I could feel her shaking as we stood up, brushing away dust and chunks of the old mall. My hands showed cuts and blood. My back stung where something’d hit it. I winced and stared at the gun still in my hand, surprised I’d held on.
“Not magic,” I said as I stared at the gaping maw of the inferno before us. A series of small collapses and gouts of flame rose from the rubble.
“Fucking hell, what are they thinking?” Edgar said as he stepped up beside us. A gash across his forehead was bleeding badly.
“You’re cut,” I said.
“I’ll be fine. The necromancers?”
I took a shaky breath and pushed my own necromancy out before nodding and pointing toward the west wing by Macy’s.
“Madness, this is madness,” Edgar said as he snapped his wrist forward and a piercing ball of light spun on his palm. “We kill on sight.”
I nodded and followed Sam along the edge of the glass railing, as far as we could get from the jagged cliff of steel and concrete hanging over what used to be the southern wing. The dying sun lit the sky between columns of smoke and dust. And death. I stumbled as the deaths hit me, falling to a knee as a hundred voices screamed at once.
“Damian!” Sam said as she hauled me up from the floor.
“Christ, so many,” I whispered. “Wing wasn’t empty.”
Some part of me registered Edgar staring at the ruined stretch of shops. I heard him curse and then he was propping me up with Sam.
Almost there.
I stumbled again as Happy’s voice echoed in my head, unbidden. “How in the—”
“What?” Sam asked as she started moving faster.
“Happy, he just spoke to me, but I didn’t make the connection.”
“Doesn’t matter,” Edgar said. “Focus, get through this.”
Edgar was right. I put it out of my mind and clamped down on my necromancy, focusing on everything but my overwhelmed senses. Then I noticed the surge of power around us. I stopped and Edgar and Sam let go. I focused on the surges of necromancy around us again. It didn’t take much to follow those black-and-white bands of power back to the cluster of zombies waiting in ambush.
“There!” I shouted as I leveled the pepperbox at the shadowy stairwell beside Macy’s.

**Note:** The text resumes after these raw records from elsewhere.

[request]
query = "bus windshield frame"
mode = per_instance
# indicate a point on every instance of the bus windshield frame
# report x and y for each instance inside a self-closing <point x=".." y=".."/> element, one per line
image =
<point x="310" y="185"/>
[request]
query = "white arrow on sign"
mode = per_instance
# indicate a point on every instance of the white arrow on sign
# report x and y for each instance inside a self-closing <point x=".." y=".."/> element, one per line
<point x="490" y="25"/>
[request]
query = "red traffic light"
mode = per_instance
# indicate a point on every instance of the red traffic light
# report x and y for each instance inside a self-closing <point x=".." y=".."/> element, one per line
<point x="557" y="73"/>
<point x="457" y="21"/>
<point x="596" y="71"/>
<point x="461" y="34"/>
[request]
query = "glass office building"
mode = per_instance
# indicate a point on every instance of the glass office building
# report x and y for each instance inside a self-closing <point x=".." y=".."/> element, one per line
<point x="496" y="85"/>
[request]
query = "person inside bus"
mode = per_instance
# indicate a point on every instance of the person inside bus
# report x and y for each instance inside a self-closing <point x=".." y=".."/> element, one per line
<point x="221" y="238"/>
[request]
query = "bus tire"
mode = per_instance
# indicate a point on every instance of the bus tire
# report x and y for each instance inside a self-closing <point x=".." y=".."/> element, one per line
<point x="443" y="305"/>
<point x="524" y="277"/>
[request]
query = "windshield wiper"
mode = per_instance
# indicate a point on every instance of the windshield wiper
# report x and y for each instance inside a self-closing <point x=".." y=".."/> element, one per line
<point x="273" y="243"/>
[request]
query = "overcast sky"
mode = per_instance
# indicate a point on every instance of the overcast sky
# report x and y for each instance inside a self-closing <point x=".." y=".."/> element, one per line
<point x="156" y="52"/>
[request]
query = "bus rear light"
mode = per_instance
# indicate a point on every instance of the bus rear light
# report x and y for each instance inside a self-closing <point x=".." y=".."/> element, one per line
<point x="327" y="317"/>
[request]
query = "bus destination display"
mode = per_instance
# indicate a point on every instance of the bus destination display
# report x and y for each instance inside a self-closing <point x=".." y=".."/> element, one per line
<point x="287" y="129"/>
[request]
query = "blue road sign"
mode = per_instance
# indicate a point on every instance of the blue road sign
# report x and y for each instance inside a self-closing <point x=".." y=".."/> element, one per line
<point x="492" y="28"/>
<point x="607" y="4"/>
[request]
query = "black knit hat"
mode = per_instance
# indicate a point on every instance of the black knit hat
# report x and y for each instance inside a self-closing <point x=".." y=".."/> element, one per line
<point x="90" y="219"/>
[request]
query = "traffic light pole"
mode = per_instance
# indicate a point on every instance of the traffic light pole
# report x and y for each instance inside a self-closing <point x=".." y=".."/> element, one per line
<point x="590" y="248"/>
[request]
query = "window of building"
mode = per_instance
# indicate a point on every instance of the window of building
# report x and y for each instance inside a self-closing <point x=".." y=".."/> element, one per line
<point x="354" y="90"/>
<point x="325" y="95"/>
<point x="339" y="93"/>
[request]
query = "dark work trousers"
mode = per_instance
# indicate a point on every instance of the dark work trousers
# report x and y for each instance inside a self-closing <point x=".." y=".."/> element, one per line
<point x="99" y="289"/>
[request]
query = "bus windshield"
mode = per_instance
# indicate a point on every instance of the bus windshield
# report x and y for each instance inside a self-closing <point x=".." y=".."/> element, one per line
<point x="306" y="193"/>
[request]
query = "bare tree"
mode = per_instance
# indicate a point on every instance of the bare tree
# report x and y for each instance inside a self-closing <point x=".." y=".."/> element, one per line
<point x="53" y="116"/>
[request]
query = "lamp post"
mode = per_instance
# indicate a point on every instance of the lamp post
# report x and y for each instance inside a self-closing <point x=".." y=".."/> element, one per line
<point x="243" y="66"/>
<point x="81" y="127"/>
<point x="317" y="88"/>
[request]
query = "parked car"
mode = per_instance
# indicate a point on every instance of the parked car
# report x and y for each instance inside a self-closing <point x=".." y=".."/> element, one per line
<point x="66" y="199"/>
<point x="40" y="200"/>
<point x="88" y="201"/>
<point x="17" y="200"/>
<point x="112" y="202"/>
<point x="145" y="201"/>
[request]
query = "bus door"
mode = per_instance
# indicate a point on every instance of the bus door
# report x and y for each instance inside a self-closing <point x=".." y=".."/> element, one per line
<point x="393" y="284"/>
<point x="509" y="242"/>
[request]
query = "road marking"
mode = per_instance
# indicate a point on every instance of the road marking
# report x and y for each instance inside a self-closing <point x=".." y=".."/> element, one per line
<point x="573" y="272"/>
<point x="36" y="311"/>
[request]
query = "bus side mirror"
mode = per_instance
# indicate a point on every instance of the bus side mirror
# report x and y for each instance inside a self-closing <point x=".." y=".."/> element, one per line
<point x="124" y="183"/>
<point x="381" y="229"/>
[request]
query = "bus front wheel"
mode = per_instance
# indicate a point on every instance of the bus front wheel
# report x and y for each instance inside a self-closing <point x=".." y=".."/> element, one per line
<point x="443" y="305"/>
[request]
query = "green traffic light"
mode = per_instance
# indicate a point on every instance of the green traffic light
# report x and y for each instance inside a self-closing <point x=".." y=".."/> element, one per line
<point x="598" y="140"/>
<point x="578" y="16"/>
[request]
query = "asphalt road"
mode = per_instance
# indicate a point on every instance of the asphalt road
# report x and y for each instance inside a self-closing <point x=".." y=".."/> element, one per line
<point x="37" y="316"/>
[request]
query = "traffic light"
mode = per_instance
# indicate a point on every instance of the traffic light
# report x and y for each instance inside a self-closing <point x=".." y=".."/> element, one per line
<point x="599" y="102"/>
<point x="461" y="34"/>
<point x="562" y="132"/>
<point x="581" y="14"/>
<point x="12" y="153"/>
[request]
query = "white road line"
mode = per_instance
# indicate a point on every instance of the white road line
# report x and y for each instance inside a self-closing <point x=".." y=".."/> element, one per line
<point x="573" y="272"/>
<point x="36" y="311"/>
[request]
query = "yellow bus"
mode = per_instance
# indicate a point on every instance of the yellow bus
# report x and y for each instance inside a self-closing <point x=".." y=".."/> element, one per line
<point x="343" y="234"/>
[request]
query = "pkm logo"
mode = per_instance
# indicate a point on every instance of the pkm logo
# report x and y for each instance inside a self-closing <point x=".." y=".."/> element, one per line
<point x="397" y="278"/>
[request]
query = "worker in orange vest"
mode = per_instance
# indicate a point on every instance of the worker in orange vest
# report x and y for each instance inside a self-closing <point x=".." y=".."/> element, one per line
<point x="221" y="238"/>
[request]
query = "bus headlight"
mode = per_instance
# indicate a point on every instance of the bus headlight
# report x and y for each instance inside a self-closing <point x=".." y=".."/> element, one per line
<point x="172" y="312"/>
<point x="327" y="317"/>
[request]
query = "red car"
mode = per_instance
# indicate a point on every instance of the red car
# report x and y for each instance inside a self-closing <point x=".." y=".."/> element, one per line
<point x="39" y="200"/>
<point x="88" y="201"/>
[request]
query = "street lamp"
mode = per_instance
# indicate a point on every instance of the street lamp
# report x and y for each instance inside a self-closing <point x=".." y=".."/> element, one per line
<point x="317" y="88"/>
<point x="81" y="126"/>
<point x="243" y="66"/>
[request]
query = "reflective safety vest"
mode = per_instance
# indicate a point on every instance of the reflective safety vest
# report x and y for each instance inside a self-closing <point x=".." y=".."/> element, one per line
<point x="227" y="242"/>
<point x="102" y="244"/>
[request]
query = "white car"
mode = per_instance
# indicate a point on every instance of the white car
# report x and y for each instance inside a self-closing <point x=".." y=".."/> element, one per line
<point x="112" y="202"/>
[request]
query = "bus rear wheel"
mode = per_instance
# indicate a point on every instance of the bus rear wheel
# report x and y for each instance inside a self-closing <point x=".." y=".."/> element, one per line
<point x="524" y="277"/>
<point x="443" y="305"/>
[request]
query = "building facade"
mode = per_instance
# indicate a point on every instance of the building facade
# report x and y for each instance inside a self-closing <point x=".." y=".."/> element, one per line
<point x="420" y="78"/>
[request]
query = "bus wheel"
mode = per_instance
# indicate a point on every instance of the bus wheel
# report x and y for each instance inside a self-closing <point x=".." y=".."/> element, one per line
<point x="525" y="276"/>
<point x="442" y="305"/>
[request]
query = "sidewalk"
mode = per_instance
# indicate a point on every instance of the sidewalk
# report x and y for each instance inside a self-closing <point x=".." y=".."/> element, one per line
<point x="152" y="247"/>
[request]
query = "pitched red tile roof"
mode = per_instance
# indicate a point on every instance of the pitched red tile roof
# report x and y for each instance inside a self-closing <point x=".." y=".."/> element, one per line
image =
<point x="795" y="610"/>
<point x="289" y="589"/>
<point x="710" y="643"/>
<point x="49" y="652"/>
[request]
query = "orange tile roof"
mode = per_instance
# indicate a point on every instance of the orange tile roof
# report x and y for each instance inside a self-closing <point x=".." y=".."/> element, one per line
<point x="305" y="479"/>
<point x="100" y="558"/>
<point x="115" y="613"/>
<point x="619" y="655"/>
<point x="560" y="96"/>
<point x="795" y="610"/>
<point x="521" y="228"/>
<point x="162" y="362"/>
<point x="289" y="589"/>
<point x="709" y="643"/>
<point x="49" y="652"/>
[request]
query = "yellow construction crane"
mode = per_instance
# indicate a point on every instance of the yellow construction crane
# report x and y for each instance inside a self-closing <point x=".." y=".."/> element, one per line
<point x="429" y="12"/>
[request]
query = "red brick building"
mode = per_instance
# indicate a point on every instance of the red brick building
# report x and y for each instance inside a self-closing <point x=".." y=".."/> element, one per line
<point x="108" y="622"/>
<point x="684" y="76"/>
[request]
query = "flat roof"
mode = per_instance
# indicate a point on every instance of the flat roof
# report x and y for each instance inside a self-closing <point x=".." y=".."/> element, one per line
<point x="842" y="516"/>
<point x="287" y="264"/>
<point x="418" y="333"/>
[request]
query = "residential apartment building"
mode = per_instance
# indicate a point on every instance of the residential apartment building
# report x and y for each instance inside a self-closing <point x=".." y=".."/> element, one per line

Edgar didn’t fuck around. He flicked his wrist and the small ball of light in his palm rocketed into the stairwell. I saw seven or eight unnervingly fresh corpses staring at us, eyes blank, waiting for the command of the man screaming behind them. The ball of light flashed out like a supernova. It was there, then huge, and then gone. I could see the ghost of the necromancer in the charred hall, still screaming, his aura a slowly churning ribbon of black and white.
I lowered my gun and glanced at Edgar.
“Move,” was all he said, his voice strained.
And we moved.
Sam reached the gate first. She ripped it out of the wall and it fell in a clatter of steel and drywall.
“I can smell her,” she said as she stared intently into the darkness beyond.
“Mom?” I asked.
Sam nodded as she closed her eyes. They flew open a moment later and Sam vanished. She reappeared by the railing in the center of the store. Edgar and I ran after her.
Someone screamed and it cut me to the bone. Mom.
Sam leapt the railing as we reached it. I watched as her coat snapped in the air once before a necromancer’s bones shattered when she landed on him. Sam curled up around him and jammed her fangs into his neck. A violent twist tore his head off. She held on to the gory thing by its jaw as its cloaked body fell silent.
“Behind you!” Edgar said.
Three men moved up behind her. Shots rang out. Sam jerked backwards, grabbing her waist before she fell to a knee. I didn’t think. I jumped. Three stories straight down. The air felt dead around me, my resolve iron. Three feet from one of the bastards I screamed,
“Impadda!”
He had time to raise his eyes before he broke like a deer on the front of a semi.